Woman in the process of reading actively in the 3rd step.
Reading and reflecting photo by Jeffery Erhunse on Unsplash

What Are 3 Steps in Active Reading?

The three steps in active reading are: 1) Pre-reading (skim & scan), 2) Reading (understanding), and 3) Rereading (clarifying). These 3 steps are reading strategies that have given great results!

1. Pre-Reading (Skim & Scan)

By pre-reading, we are “skimming” the first part of the book. This is the first step of your reading strategy. Skimming a book is not a waste of your time. It is merely getting the general gist of the book.

Skimming gives you a preliminary idea of what the book is going to be about and what it is about. By summarizing the main points, facts, and arguments of the book, you prepare your mind for what you will read.

2. Reading (Understanding)

After skimming, you can decide whether you want to continue reading or not. Read through the first several chapters (if the book is a short one).

Read the paragraphs and sentences you find interesting and important. Don’t miss anything, but also don’t get bogged down by information that does not interest you.

The purpose of reading is to gain a comprehensive understanding of what the author wrote.

3. Rereading (Clarifying)

After you have finished reading your book, reread the paragraphs you found interesting and important. You may want to also skim the rest of the book to get a preliminary idea of what you have missed.

Reflect on what you’ve read to answer the questions above.

Take advantage of your final reflection. Show how you have been able to improve your knowledge and understanding of the book through your reading and the questions you have asked.

Wrap Up: Benefit From Active Reading

Benefit from active reading by making sure you have time to read every day. If you are going to navigate to the next website on your phone, read the above steps BEFORE turning to those pages. This will allow you to maximize your time.

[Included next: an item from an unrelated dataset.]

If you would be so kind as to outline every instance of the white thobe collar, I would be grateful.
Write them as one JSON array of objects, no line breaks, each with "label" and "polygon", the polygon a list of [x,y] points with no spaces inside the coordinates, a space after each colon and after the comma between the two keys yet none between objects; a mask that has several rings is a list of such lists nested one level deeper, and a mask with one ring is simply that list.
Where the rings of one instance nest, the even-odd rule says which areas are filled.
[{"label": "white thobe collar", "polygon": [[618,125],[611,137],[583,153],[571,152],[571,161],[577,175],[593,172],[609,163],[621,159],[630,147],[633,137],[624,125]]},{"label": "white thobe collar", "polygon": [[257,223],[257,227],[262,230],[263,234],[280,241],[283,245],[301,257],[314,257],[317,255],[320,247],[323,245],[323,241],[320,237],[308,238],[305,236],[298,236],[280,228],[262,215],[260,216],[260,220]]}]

The steps of active reading should not be a response to people or things that interrupt your work.

Be proactive. Program yourself to start reading 15 to 20 minutes before you are supposed to. Ideally, set a reminder on your phone to remind you to open a book 15 to 20 minutes before you need to. If you have time in that window, actively read. If not, at least spend a few seconds skimming over the page.

Doing this regularly will help you stay disciplined and on track.

Pam is an expert grammarian with years of experience teaching English, writing and ESL Grammar courses at the university level. She is enamored with all things language and fascinated with how we use words to shape our world.